Electrophoretic Motion of Colloidal Particles in a Micro/Nanochannel
Date Issued
2012
Date
2012
Author(s)
Huang, Cheng-Hsuan
Abstract
General microfluidic and nanofluidic electrokinetics in a cylindrical channel is investigated in this project, which emphases the electrophoresis and electroosmosis of a spherical non-rigid colloidal particle, including soft composited particles, porous particles, and droplets. Both spherical and cylindrical coordinates are adopted to describe the physical systems. General electrokinetic equations are employed and solved with a pseudo-spectral method based on Chebyshev polynomials and Newton-Raphson schemes.

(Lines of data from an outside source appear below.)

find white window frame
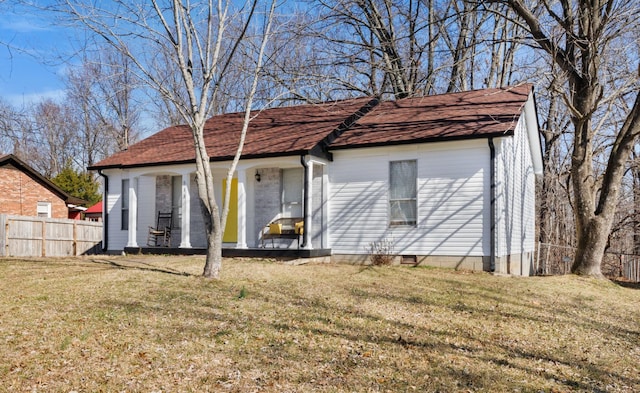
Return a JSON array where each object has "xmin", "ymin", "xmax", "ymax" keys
[
  {"xmin": 121, "ymin": 179, "xmax": 129, "ymax": 230},
  {"xmin": 389, "ymin": 160, "xmax": 417, "ymax": 226},
  {"xmin": 37, "ymin": 201, "xmax": 51, "ymax": 218},
  {"xmin": 281, "ymin": 168, "xmax": 303, "ymax": 218},
  {"xmin": 171, "ymin": 175, "xmax": 182, "ymax": 229}
]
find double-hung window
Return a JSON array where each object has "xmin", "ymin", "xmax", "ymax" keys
[
  {"xmin": 121, "ymin": 179, "xmax": 129, "ymax": 230},
  {"xmin": 389, "ymin": 160, "xmax": 417, "ymax": 226},
  {"xmin": 171, "ymin": 176, "xmax": 182, "ymax": 229},
  {"xmin": 282, "ymin": 168, "xmax": 303, "ymax": 217}
]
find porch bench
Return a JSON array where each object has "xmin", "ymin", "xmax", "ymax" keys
[{"xmin": 261, "ymin": 217, "xmax": 304, "ymax": 249}]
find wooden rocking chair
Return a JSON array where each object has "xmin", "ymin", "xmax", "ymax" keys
[{"xmin": 147, "ymin": 212, "xmax": 172, "ymax": 247}]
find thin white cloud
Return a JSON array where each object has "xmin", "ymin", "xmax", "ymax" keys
[
  {"xmin": 7, "ymin": 89, "xmax": 66, "ymax": 107},
  {"xmin": 0, "ymin": 12, "xmax": 52, "ymax": 34},
  {"xmin": 1, "ymin": 19, "xmax": 50, "ymax": 34}
]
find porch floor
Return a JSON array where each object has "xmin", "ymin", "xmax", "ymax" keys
[{"xmin": 124, "ymin": 246, "xmax": 332, "ymax": 259}]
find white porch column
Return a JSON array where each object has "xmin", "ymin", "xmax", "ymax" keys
[
  {"xmin": 303, "ymin": 158, "xmax": 313, "ymax": 250},
  {"xmin": 236, "ymin": 168, "xmax": 247, "ymax": 249},
  {"xmin": 126, "ymin": 177, "xmax": 138, "ymax": 248},
  {"xmin": 179, "ymin": 173, "xmax": 192, "ymax": 248}
]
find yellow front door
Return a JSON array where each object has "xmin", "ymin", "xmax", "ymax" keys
[{"xmin": 222, "ymin": 178, "xmax": 238, "ymax": 243}]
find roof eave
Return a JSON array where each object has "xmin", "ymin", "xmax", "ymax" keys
[
  {"xmin": 88, "ymin": 149, "xmax": 332, "ymax": 171},
  {"xmin": 88, "ymin": 158, "xmax": 197, "ymax": 171}
]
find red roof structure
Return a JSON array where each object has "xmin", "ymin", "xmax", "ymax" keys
[
  {"xmin": 84, "ymin": 202, "xmax": 103, "ymax": 214},
  {"xmin": 89, "ymin": 84, "xmax": 532, "ymax": 170},
  {"xmin": 83, "ymin": 201, "xmax": 103, "ymax": 221}
]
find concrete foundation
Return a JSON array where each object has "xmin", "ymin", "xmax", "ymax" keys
[
  {"xmin": 330, "ymin": 253, "xmax": 533, "ymax": 276},
  {"xmin": 494, "ymin": 251, "xmax": 535, "ymax": 276},
  {"xmin": 331, "ymin": 253, "xmax": 489, "ymax": 271}
]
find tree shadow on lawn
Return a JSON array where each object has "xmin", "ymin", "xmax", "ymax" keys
[
  {"xmin": 87, "ymin": 258, "xmax": 193, "ymax": 277},
  {"xmin": 278, "ymin": 277, "xmax": 640, "ymax": 391},
  {"xmin": 260, "ymin": 287, "xmax": 622, "ymax": 392},
  {"xmin": 88, "ymin": 273, "xmax": 639, "ymax": 392}
]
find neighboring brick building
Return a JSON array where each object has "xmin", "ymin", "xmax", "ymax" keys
[{"xmin": 0, "ymin": 154, "xmax": 85, "ymax": 219}]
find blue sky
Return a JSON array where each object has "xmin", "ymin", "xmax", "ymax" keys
[{"xmin": 0, "ymin": 3, "xmax": 72, "ymax": 107}]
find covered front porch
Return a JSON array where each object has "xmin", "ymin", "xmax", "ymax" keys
[
  {"xmin": 123, "ymin": 246, "xmax": 332, "ymax": 259},
  {"xmin": 121, "ymin": 155, "xmax": 330, "ymax": 257}
]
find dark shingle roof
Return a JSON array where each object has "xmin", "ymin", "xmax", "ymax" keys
[
  {"xmin": 91, "ymin": 97, "xmax": 374, "ymax": 169},
  {"xmin": 330, "ymin": 84, "xmax": 532, "ymax": 149},
  {"xmin": 90, "ymin": 85, "xmax": 532, "ymax": 170}
]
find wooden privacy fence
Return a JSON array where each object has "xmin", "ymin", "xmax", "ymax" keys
[{"xmin": 0, "ymin": 214, "xmax": 102, "ymax": 257}]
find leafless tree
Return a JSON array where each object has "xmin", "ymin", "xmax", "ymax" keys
[
  {"xmin": 265, "ymin": 0, "xmax": 435, "ymax": 100},
  {"xmin": 91, "ymin": 48, "xmax": 142, "ymax": 152},
  {"xmin": 264, "ymin": 0, "xmax": 527, "ymax": 102},
  {"xmin": 497, "ymin": 0, "xmax": 640, "ymax": 277},
  {"xmin": 27, "ymin": 99, "xmax": 79, "ymax": 177},
  {"xmin": 475, "ymin": 2, "xmax": 526, "ymax": 89},
  {"xmin": 65, "ymin": 62, "xmax": 113, "ymax": 169},
  {"xmin": 0, "ymin": 100, "xmax": 26, "ymax": 154},
  {"xmin": 55, "ymin": 0, "xmax": 276, "ymax": 278},
  {"xmin": 64, "ymin": 47, "xmax": 143, "ymax": 168}
]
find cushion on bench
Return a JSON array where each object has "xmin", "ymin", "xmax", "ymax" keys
[{"xmin": 269, "ymin": 223, "xmax": 282, "ymax": 235}]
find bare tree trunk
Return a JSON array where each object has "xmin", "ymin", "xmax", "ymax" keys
[
  {"xmin": 503, "ymin": 0, "xmax": 640, "ymax": 277},
  {"xmin": 359, "ymin": 0, "xmax": 410, "ymax": 98},
  {"xmin": 58, "ymin": 0, "xmax": 276, "ymax": 279},
  {"xmin": 573, "ymin": 217, "xmax": 609, "ymax": 276},
  {"xmin": 193, "ymin": 129, "xmax": 223, "ymax": 278},
  {"xmin": 447, "ymin": 1, "xmax": 469, "ymax": 92},
  {"xmin": 538, "ymin": 74, "xmax": 567, "ymax": 245},
  {"xmin": 634, "ymin": 149, "xmax": 640, "ymax": 254},
  {"xmin": 425, "ymin": 0, "xmax": 436, "ymax": 94}
]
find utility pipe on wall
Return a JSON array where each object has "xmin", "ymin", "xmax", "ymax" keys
[
  {"xmin": 97, "ymin": 169, "xmax": 109, "ymax": 253},
  {"xmin": 300, "ymin": 155, "xmax": 309, "ymax": 249},
  {"xmin": 488, "ymin": 138, "xmax": 496, "ymax": 272}
]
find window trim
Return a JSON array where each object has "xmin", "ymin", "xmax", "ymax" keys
[
  {"xmin": 281, "ymin": 167, "xmax": 303, "ymax": 218},
  {"xmin": 171, "ymin": 175, "xmax": 182, "ymax": 229},
  {"xmin": 37, "ymin": 201, "xmax": 51, "ymax": 218},
  {"xmin": 121, "ymin": 179, "xmax": 129, "ymax": 230},
  {"xmin": 389, "ymin": 160, "xmax": 417, "ymax": 227}
]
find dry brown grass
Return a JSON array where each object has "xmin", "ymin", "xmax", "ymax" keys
[{"xmin": 0, "ymin": 256, "xmax": 639, "ymax": 392}]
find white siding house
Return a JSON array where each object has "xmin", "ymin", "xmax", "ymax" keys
[
  {"xmin": 329, "ymin": 140, "xmax": 491, "ymax": 270},
  {"xmin": 90, "ymin": 85, "xmax": 542, "ymax": 276}
]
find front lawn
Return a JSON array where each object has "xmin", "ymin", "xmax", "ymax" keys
[{"xmin": 1, "ymin": 256, "xmax": 638, "ymax": 392}]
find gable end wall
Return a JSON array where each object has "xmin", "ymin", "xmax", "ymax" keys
[
  {"xmin": 494, "ymin": 114, "xmax": 537, "ymax": 275},
  {"xmin": 0, "ymin": 164, "xmax": 68, "ymax": 219}
]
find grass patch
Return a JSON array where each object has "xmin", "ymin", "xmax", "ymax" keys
[{"xmin": 0, "ymin": 256, "xmax": 638, "ymax": 392}]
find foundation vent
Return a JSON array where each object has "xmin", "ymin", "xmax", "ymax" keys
[{"xmin": 401, "ymin": 255, "xmax": 418, "ymax": 265}]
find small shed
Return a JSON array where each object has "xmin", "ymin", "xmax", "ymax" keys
[{"xmin": 84, "ymin": 202, "xmax": 103, "ymax": 222}]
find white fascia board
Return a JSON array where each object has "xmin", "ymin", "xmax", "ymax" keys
[{"xmin": 524, "ymin": 91, "xmax": 544, "ymax": 175}]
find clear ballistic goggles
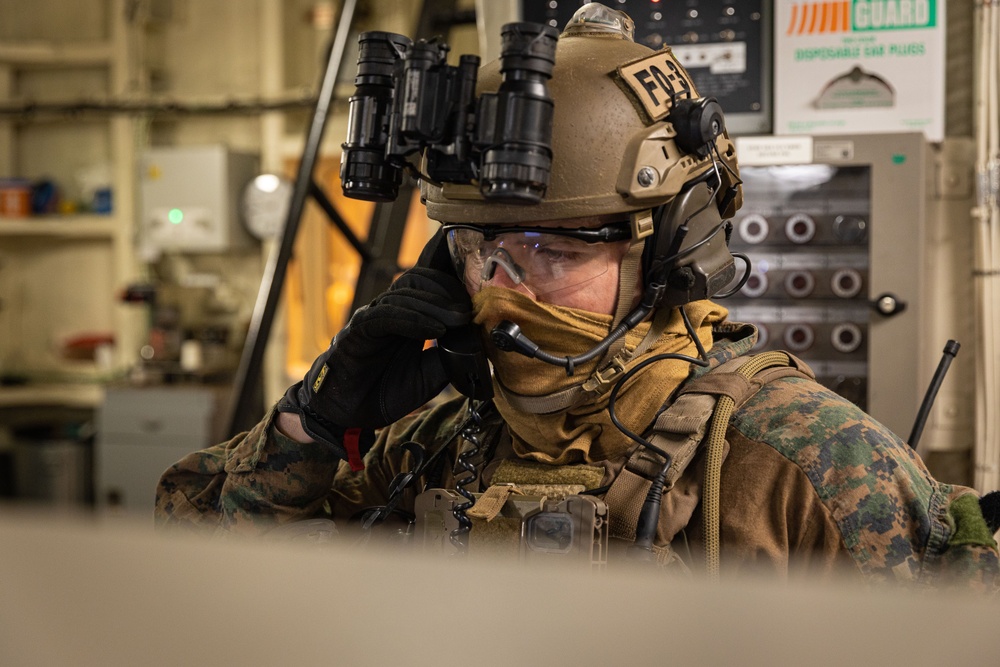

Traditional studies of electrophoresis have been focused on characteristics of the particle, such as the surface potential of particles, the fixed charge density and homogeneous frictional force on polymer layers, and the viscosity ratio of microemulsions, and so on. Thanks to the advances of the micro-/nanofabrication technology, microdevices with even smaller features can be produced now and the electrokinetic technique can be further downscaled to tens or hundreds of nanometers, allowing manipulation of even smaller colloidal particles. Therefore, it is essential to consider aforementioned electrokinetic phenomena to develop a comprehensive transport model of molecules in micro-/nanofluidic channels.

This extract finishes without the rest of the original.